Gulf Stream Crossing – The Nautical Stuff

We had been expecting to watch the weather for a long time for a window, but it popped up very quickly. We had left the marina to spend a few nights on the ‘the pick’ in the South of North Lake of Hollywood, which was like camping in your parents back yard, with luxury homes and jetties backing onto a larger canal than usual. The previous two nights had felt like wild weather, with south westerly winds to 25 knots and rain squalls. Even the canals had waves, which made for a rocky night, but I was very confident of the oversized anchor and chain.The NOAA said the front would be followed by 10 knot southerly winds, going to the east, which is good for crossing the north flowing Gulfstream.  The Gulfstream seems to get a lot of hype, with people buying life rafts especially for it, and weather routers making good money out of it. It is only 50 nautical miles (100km) to get across from Florida to Bimini, meaning 10-16 hours of sailing, but the chop from the wrong wind and current combination can make life miserable.

Our trip was a dream.


We woke at 4:10 to catch the 4:30 Hollywood Bridge opening, but missed it due to the chain jumping off the gypsy a few times, but had a much needed second cup of tea and got moving at 0500 hrs. The intra-coastal waterway current was against us, so we finally got out through the Fort Lauderdale/Port Everglades seaway at 6:30. It was still dark, with lightning flashes from the front we had experienced the nights before visible in the dark clouds preceding us in the east. The wind we were experiencing was only 10 knots from the south. I turned on the autopilot, and discovered it was totally inverted 180 degrees, and struggling. Fortunately, we had some gigabytes left on the sim card, and called up the Raymarine ST6001 manual, and did a fluxgate recalibration in front of the high-rises on the beach. This involved slowly turning in multiple circles at 1 knot till the machine said it was happy (a bit like an iPhone compass). Fortunately, the kids slept through all the way till we were well on our crossing, with sails up.

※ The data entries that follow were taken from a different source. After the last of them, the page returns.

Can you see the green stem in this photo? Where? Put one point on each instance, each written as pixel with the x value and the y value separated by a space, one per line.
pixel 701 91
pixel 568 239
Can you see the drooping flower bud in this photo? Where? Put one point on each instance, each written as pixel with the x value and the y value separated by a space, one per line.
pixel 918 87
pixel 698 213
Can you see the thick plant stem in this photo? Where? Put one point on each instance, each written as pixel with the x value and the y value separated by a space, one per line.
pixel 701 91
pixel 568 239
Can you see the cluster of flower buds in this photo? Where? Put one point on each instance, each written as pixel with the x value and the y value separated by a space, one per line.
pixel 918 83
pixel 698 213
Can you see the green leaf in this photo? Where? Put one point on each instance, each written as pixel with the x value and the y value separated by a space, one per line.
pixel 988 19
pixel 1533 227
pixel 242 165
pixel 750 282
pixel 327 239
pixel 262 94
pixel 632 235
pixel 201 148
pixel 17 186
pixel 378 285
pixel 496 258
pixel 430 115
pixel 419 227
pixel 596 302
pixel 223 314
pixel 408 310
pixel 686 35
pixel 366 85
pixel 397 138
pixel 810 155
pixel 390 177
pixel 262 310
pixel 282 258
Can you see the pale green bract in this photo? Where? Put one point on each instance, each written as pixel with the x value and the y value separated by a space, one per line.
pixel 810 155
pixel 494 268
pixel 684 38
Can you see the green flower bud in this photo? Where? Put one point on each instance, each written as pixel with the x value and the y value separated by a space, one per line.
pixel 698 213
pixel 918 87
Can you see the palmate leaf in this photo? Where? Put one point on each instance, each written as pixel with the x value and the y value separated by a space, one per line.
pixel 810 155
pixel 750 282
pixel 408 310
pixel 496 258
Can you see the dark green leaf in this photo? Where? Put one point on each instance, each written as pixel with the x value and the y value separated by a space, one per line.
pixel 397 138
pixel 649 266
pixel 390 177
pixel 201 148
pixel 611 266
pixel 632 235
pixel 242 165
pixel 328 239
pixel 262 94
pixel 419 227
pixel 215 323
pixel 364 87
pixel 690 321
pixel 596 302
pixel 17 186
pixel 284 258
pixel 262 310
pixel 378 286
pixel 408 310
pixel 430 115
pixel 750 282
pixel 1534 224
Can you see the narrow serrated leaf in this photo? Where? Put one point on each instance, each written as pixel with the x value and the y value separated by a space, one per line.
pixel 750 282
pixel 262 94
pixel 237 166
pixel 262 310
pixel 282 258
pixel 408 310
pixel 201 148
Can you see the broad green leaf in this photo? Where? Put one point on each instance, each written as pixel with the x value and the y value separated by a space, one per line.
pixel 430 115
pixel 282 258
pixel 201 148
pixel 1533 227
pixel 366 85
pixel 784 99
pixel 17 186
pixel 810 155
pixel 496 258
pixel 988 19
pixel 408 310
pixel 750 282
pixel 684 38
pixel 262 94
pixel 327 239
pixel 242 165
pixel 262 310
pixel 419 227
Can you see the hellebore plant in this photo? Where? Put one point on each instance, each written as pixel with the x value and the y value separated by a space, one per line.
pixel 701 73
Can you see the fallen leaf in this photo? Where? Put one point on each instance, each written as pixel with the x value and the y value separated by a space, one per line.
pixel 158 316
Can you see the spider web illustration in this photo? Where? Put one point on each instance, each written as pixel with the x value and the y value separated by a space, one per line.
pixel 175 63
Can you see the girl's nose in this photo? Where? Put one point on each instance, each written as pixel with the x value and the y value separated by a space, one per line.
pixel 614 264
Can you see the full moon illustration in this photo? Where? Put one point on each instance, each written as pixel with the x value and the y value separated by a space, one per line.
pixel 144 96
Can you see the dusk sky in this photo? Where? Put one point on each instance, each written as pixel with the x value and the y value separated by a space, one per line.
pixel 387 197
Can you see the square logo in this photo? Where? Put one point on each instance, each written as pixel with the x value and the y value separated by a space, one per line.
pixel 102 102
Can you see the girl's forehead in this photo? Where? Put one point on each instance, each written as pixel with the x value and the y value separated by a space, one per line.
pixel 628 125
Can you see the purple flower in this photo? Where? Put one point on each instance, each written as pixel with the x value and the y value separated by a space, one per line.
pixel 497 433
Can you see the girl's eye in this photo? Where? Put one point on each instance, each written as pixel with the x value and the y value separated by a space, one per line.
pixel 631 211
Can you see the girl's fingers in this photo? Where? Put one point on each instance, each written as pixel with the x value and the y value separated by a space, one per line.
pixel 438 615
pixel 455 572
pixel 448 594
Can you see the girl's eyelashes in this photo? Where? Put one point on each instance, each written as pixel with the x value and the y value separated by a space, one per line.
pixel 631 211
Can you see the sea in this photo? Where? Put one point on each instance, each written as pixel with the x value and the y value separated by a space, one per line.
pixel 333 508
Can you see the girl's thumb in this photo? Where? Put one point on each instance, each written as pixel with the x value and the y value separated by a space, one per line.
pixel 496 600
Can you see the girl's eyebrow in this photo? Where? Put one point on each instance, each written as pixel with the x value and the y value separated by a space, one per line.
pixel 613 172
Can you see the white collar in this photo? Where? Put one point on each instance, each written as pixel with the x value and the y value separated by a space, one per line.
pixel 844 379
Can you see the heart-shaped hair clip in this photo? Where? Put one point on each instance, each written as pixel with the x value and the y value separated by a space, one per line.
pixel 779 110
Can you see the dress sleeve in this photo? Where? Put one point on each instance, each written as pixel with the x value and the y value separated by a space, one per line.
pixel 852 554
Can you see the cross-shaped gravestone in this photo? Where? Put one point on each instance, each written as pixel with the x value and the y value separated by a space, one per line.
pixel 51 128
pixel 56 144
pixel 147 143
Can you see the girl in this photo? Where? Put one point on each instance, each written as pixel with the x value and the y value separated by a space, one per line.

The rest of the passage was a dream, 10 knots freshening up to 15 in the afternoon. The engine turned off for the afternoon. The bearing I had chosen to accommodate the Gulf Stream and any leeway had us spot on for Bimini.  Less than a mile out. I had ignored the GPS and waypoints because the current would play havoc with a yacht sailing to fixed waypoint and so I planned it like an English Channel crossing. It took us 10 hrs from the seaway, averaging nearly 7 knots, despite the current.

Coming into Bimini through the bar was just like the Tweed river, a bit swelly and very shallow. In fact, the place looked like any northern New South Wales coastal area with the same plants and buildings! We anchored near the Big Game Club that Ernest Hemingway drank and fished at and cleared in through immigration and customs within half an hour. A glass of Prosecco and early bed after watching a DVD with the kids.